He told Newsday, “It’s a good first step. I don’t know the terms of reference. I congratulate the People’s Partnership Government for fulfilling one of their campaign promises.”
Toney was in the House of Representatives on July 27, 1990, and was making a contribution to the debate when insurgents stormed the Parliament Chamber.
“Who is your leader?” were his famous words, which many mistakenly believe Toney said to the insurgents. He was in fact addressing PNM Opposition MPs Morris Marshall and Muriel Donawa-McDavidson, two of the party’s only three MPs, during his contribution. Marshall and Donawa-McDavidson are now deceased. Then Opposition Leader Patrick Manning was not in the House at the time the insurgents took members hostage.
COP leader Winston Dookeran, who was Acting Prime Minister during the attempted coup, while former Prime Minister Arthur NR Robinson was a hostage, was unavailable for comment, being tied up in back-to-back meetings all of yesterday evening.
Leader of the Opposition and PNM leader, Dr Keith Rowley, however, keenly welcomed news of the commission of inquiry.
Rowley told Newsday, “When it happened I was out of the country. It has always been a source of wonderment to me that the government of the day, that had been assailed by insurgents, never saw it fit to have an investigation. I have always maintained that it should have been investigated.”

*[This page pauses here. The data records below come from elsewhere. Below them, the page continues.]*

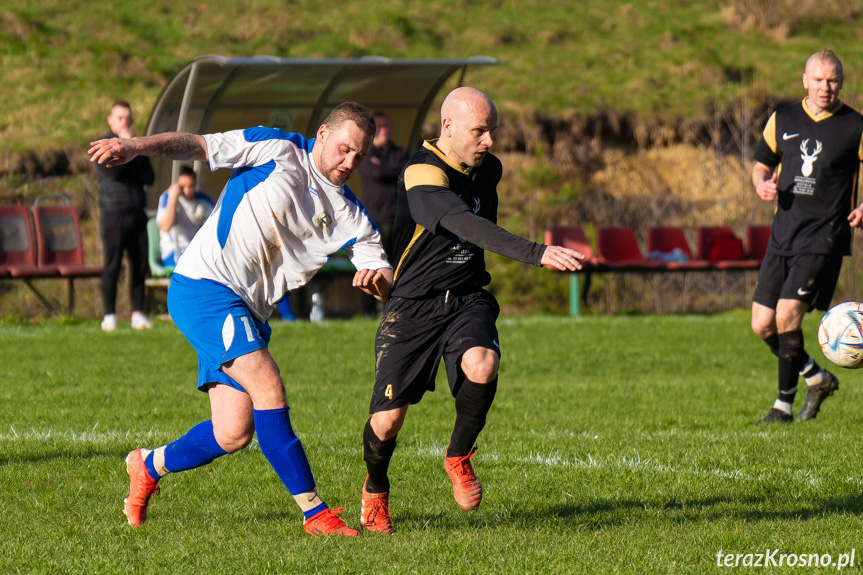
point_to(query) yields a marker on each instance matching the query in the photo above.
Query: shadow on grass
(601, 514)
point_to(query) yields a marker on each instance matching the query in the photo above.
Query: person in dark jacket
(124, 222)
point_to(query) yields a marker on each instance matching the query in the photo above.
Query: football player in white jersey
(284, 211)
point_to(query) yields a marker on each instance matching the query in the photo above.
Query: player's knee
(232, 440)
(763, 330)
(386, 425)
(481, 371)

He said this investigation is occurring 20 years after the attempted coup, during which time some information would have faded and become unavailable. “It is something required if only anecdotally, to find out what went wrong and to bring closure to the people involved one way or another.” He said there are benefits to having an inquiry, although these are reduced by the passage of time. “I hope it would not drag on like some never-ending inquiry. It should be sharp and clear.”
Has the PNM changed its mind on an inquiry?
Rowley said the PNM has not had a position on the inquiry, but that views were simply expressed by the PNM political leader. He noted his views as PNM leader in supporting the inquiry were different to those of his predecessor, former PNM leader Patrick Manning, who had opposed any inquiry. “Three years ago I said publicly that I found it astounding that something like this could happen without an inquiry.”
Rowley said past governments of many political hues had failed to hold an inquiry, including the NAR government, two UNC governments and PNM governments.
“After the July 1990 attempted coup, the NAR regained control and was in power until December 1991. That is when an inquiry should have taken place — immediately.”
A prompt inquiry, he said, would have revealed which protective services officers had been at fault for not doing their duty.